Appendix C. Document version history

  • Version 0.2

  • Version 0.3

    • "The big picture" section (Section 1.5) has been renamed to "Sample scenario"
    • Added the routine to call address 4010h in the "The RAM helper" section (Section 4)
  • Version 0.4

    • The maximum length for implementation names has been changed from 64 to 63 characters (Section 1.4 and Section 2.5), so a full length name will be 64 bytes long including the zero termination byte.

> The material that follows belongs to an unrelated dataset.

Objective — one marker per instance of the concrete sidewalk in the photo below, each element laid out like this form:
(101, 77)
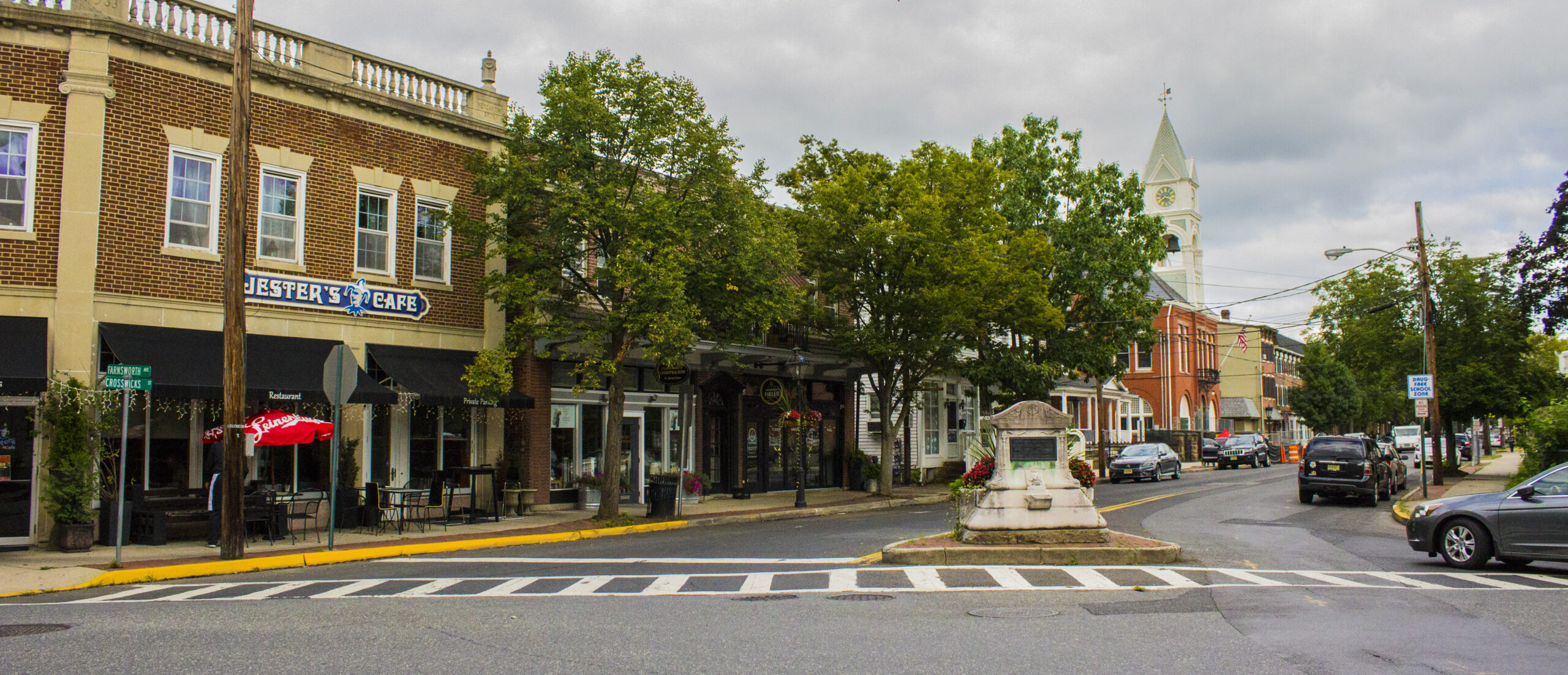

    • Slightly modified the explanation of the discovery procedure to make more clear (sort of) the fact that the API identifier must be zero-terminated only when it is copied to ARG (that is, the zero byte is NOT part of the identifier itself). See Section 3.2 and Section 3.3.

    • Added information about the alternate registers usage in Section 2.3.

    • Added the "avoid segment FFh" rule (see Section 2.8).

    • The usage of "#" as hexadecimal prefix was added in the glossary (see Section 1.4) in the original text document. In this document the "h" suffix is used instead.

  • Version 1.0

    • Added the rule about routine names (see Section 2.9).
  • Version 1.1

    • Added the concept of specificationless applications (see Section 5).

    • Modified the RAM helper specification (see Section 4) so that:

      • Installing the RAM helper when it is not installed is now optional (RAM based implementation installers may refuse to install instead).

      • When invoking the EXTBIO hook with A=FFh, additional information is returned in registers A and DE.

      • The routine for invoking a routine in the segment address 4010h has been replaced by a routine for invoking a routine in a jump table of up to 64 entries.

      • A mappers table is now generated in addition to the jump table.